Mecca received 1 million views across its own YouTube channel and those of its influencers. It also achieved 14 million Mecca-generated impressions over the four-day period, which translated to more than triple Mecca’s normal amount. It had a social reach of 2 million people a day — noteworthy, Horgan said, as there are only 4.5 million women on Instagram in Australia.

Overall, Horgan estimated that Meccaland scored a social engagement reach of 70 million across all of its platforms over the four-day festival period.

“Customers voted with their feet, their wallets and their phones and told us loud and clear that Meccaland is exactly the type of experience they’re looking for,” she said, adding that she and her team are now working on adapting this in their stores.

“Creating a physical festival with digital front and center paid off big time in terms of reach and engagement,” she continued. “It confirms what we all know and that is digital is critical to any and all activities — the more the better.”

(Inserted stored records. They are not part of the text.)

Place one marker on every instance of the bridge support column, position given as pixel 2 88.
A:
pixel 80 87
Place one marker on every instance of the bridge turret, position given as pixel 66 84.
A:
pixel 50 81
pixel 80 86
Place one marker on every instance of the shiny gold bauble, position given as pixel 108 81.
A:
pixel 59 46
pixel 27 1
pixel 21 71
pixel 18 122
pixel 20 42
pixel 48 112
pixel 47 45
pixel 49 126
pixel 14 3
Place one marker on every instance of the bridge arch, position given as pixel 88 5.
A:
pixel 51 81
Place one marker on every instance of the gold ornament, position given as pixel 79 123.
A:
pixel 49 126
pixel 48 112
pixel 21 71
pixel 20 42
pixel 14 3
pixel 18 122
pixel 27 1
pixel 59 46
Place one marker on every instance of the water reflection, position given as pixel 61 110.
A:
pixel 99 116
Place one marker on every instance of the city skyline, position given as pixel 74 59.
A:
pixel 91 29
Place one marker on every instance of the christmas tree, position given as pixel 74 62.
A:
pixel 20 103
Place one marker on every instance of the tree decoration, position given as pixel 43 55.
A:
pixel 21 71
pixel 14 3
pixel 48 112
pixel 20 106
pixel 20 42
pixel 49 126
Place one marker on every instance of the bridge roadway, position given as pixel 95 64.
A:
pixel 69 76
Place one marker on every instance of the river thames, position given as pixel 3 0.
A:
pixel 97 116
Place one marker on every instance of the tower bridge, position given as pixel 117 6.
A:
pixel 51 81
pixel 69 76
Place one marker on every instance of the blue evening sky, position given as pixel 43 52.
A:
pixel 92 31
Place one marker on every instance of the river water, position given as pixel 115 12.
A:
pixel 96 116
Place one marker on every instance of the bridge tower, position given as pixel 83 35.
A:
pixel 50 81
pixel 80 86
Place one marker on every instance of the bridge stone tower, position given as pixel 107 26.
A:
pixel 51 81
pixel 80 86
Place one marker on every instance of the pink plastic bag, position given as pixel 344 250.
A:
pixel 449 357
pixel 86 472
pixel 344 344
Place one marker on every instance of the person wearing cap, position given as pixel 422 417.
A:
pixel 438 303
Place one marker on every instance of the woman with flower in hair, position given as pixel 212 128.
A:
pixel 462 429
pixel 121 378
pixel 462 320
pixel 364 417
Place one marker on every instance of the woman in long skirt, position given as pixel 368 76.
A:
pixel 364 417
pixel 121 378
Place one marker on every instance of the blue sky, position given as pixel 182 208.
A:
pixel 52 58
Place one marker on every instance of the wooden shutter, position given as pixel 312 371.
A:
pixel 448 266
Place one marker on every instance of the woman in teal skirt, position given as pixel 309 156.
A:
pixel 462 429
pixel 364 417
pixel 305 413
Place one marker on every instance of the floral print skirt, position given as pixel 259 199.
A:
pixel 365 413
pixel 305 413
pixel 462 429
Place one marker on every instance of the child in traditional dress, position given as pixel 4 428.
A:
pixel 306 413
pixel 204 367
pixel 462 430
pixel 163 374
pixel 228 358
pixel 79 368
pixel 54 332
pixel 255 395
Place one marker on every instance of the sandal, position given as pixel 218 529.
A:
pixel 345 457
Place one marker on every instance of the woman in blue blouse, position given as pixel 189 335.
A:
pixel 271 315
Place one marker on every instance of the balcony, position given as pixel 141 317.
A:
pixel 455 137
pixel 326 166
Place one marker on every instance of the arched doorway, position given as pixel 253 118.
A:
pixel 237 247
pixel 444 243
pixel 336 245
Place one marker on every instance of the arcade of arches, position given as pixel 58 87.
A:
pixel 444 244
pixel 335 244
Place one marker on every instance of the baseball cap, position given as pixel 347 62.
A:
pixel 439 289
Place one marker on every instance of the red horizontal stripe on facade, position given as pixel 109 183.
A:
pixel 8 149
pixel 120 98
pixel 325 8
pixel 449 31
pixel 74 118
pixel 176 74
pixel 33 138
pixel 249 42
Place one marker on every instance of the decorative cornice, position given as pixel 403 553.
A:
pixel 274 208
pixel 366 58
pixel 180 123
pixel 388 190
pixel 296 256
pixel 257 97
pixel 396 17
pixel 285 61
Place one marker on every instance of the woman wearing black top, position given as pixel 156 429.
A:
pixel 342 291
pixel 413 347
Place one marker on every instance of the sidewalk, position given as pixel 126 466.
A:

Horgan said that inviting customers to share an experience outside of the retail space ultimately paid off sales-wise. In the month since the festival, Mecca’s sales across all of its 90 stores have increased more than 10 percentage points and even more online. Throughout the month of May, the physical stores are holding Meccaland after parties, which include in-store merchandise, limited-edition products, events, dances and DJs.

We have to think outside the retail box to make retail work,” she said.